My World Cup prayer

This feels like an important World Cup. We (and by ‘we’ I mean all of us who care about the future of the game and its intregity as a sport) need an exciting, intriguing, fascinating World Cup of incident and interest. FIFA certainly need a good World Cup, but for rather different reasons that I hardly need to elaborate on in this blog piece.

It was Arsene Wenger who remarked immediately after the 1998 tournament that he thought that international football was in decline. Back then to me at least it seemed a preposterous statement. The Briitsh naton had been captivated by that year’s World Cup. Drivers hooted their horns after the first group game win against Tunisia (!), the nation ground to a halt on the night of the Argentina game. The competiton loomed so large in our culture that it seemed to suck in everything else in that summer. At Glastonbury one of the largest crowds that weekend watched the England-Colombia game on the big screen – pity any band which had to compete with that. TV audiences were huge – nearly 24 million people watched the England-Argentina second round game.

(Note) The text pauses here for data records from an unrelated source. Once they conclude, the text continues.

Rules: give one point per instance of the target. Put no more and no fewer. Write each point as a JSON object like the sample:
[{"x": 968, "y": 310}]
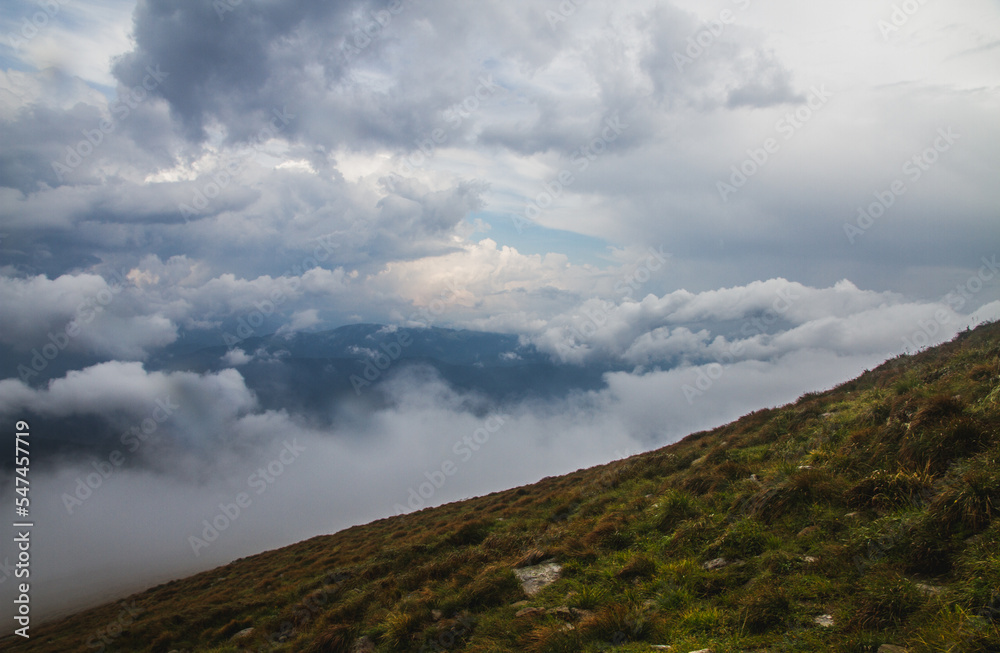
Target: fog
[{"x": 98, "y": 538}]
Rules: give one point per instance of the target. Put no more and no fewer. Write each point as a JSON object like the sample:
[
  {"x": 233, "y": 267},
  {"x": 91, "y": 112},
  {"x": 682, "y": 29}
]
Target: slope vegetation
[{"x": 857, "y": 517}]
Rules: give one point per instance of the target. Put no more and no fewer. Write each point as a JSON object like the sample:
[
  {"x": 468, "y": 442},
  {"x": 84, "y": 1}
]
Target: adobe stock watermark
[
  {"x": 703, "y": 40},
  {"x": 707, "y": 375},
  {"x": 86, "y": 312},
  {"x": 132, "y": 439},
  {"x": 957, "y": 299},
  {"x": 581, "y": 158},
  {"x": 248, "y": 324},
  {"x": 454, "y": 116},
  {"x": 914, "y": 169},
  {"x": 365, "y": 35},
  {"x": 787, "y": 127},
  {"x": 259, "y": 482},
  {"x": 210, "y": 190},
  {"x": 33, "y": 26},
  {"x": 121, "y": 109},
  {"x": 901, "y": 15},
  {"x": 113, "y": 630},
  {"x": 464, "y": 449}
]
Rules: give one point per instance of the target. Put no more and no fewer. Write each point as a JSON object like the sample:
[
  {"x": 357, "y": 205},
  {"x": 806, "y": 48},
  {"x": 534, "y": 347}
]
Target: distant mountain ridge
[{"x": 864, "y": 518}]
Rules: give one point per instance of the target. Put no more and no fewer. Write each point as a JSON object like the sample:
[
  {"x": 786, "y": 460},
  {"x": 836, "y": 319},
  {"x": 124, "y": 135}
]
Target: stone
[
  {"x": 246, "y": 632},
  {"x": 824, "y": 621},
  {"x": 562, "y": 612},
  {"x": 929, "y": 590},
  {"x": 531, "y": 558},
  {"x": 533, "y": 579},
  {"x": 718, "y": 563}
]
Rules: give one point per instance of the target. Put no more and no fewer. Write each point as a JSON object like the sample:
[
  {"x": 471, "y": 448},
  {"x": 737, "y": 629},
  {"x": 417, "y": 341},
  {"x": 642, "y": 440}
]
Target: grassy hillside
[{"x": 861, "y": 516}]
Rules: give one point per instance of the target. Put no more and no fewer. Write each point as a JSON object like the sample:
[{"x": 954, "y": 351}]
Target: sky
[{"x": 730, "y": 202}]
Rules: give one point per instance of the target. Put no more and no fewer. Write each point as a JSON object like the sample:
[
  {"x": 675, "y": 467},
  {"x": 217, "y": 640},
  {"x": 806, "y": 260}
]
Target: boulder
[{"x": 533, "y": 579}]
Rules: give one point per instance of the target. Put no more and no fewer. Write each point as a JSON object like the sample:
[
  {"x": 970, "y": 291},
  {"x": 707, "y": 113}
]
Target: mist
[{"x": 265, "y": 479}]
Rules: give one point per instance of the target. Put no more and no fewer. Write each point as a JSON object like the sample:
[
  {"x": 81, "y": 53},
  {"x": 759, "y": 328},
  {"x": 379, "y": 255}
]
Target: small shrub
[
  {"x": 703, "y": 620},
  {"x": 469, "y": 534},
  {"x": 744, "y": 539},
  {"x": 764, "y": 610},
  {"x": 494, "y": 586},
  {"x": 553, "y": 638},
  {"x": 336, "y": 639},
  {"x": 610, "y": 533},
  {"x": 638, "y": 567},
  {"x": 883, "y": 602},
  {"x": 617, "y": 623},
  {"x": 589, "y": 597},
  {"x": 970, "y": 502},
  {"x": 884, "y": 490},
  {"x": 676, "y": 507}
]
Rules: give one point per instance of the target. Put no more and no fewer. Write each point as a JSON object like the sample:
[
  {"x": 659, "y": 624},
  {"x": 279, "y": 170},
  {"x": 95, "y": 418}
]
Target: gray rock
[
  {"x": 718, "y": 563},
  {"x": 536, "y": 577},
  {"x": 246, "y": 632}
]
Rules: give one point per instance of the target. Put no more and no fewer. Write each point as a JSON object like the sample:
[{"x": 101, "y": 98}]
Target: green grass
[{"x": 875, "y": 502}]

But something has happpened in the intervening years. There has been a marked waning of interest in the England team. No one really believes any more that they stand a chance of winning the thing. Misplaced expectation has been replaced by eye-rolling cynicism or worse indifference, both by genuine fans, who have always been more interested in their own clubs, and casual punters put off both by a combination of the modern game’s moral vacuity and all those bloody penalities failures. In Bristol and London St George flags are thin on the ground this year. Perhaps that is a good thing.

But there is something else too. Let’s be honest, when was the last truly thrilling World Cup? Tournament after tournament has been characterised by dull defensive football and a lack of genuine shocks and incident. From an England point of view 1990 was probably the last memorable Mondiale (despite the fact the foootball was largely dire). Before that 1982 was probably the last time I enjoyed the tournament unreservedly.

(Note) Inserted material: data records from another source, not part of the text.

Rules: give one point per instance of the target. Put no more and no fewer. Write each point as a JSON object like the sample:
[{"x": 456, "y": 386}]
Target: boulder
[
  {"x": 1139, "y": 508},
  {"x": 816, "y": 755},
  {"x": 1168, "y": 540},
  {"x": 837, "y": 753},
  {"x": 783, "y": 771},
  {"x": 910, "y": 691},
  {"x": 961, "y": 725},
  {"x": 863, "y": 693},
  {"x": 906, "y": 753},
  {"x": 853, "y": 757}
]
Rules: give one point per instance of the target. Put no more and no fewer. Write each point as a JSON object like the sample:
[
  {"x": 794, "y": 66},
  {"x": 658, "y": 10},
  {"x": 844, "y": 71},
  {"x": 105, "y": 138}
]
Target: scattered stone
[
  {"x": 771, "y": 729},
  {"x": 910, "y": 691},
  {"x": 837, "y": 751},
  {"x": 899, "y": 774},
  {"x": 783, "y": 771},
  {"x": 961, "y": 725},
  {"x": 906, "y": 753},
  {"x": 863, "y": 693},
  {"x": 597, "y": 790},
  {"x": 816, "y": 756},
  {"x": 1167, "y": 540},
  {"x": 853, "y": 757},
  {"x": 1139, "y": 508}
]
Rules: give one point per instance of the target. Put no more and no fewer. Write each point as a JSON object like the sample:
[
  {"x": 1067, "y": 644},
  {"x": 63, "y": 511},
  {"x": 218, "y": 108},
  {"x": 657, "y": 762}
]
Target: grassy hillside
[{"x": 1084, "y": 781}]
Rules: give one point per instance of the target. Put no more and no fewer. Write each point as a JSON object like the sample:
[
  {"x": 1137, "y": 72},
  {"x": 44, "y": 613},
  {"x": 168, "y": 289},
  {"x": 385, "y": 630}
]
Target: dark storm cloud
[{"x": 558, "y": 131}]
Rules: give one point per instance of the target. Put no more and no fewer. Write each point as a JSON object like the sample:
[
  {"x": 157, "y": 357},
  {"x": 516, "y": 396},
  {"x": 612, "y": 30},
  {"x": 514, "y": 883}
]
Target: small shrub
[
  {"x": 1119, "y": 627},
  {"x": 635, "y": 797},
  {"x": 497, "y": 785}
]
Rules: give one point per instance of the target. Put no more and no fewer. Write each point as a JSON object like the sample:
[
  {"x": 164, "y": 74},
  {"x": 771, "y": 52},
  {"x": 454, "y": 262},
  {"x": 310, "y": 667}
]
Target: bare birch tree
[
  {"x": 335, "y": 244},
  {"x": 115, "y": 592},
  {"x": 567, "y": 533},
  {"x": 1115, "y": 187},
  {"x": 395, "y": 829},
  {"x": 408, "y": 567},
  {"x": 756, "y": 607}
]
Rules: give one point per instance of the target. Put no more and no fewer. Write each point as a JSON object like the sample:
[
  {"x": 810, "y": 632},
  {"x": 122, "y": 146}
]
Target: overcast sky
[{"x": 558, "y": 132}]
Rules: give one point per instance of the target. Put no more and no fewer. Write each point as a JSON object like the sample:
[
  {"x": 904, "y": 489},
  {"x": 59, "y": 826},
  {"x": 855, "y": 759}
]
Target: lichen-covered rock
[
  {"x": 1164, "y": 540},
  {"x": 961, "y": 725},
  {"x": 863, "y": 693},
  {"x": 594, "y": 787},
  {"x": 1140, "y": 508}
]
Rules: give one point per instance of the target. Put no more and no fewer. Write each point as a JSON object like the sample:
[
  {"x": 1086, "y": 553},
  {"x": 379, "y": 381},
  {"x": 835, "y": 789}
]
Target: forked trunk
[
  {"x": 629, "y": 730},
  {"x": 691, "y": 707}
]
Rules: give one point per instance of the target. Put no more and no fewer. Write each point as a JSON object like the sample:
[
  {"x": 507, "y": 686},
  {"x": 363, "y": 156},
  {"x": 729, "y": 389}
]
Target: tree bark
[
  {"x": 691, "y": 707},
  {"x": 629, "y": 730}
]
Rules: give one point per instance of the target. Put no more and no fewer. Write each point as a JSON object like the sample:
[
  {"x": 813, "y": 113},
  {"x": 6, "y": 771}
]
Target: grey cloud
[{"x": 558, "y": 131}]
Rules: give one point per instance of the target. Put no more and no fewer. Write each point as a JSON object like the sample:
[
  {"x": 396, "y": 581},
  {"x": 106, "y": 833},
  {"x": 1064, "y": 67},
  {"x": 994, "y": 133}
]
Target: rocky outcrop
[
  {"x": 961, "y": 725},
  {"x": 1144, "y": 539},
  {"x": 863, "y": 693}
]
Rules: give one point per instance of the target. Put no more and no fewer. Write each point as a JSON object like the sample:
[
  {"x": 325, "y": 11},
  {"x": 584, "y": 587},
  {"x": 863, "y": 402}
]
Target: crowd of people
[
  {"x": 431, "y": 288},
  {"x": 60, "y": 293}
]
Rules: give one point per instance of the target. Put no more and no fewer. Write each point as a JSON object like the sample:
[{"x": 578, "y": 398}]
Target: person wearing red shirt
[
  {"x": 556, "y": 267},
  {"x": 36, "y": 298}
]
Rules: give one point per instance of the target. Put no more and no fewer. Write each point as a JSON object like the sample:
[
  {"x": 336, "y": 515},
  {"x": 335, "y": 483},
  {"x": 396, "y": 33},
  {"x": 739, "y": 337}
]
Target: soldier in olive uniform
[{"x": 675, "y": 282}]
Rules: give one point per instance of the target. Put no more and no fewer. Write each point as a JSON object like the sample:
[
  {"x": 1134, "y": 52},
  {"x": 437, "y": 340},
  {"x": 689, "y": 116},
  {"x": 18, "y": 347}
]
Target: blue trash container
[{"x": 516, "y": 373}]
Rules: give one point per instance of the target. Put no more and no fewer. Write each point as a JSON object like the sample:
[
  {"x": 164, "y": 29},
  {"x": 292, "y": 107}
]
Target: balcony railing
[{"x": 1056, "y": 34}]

You never forget your first World Cup. This year is my 7 year old stepson’s and I hope that the football ignites the same passion for the game that started burning in me at the same age. I hope that he doesn’t become cyncial over time, at the corruption that has infected its ruling body, the predictablity of the competiton, or the never-ending failures of the England team. I wish for a romantic World Cup that fills him and all of us with joy and renewed faith that this wonderful sport can be redeemed, and reclaimed by those it truly belongs to – the ordinary people of the world.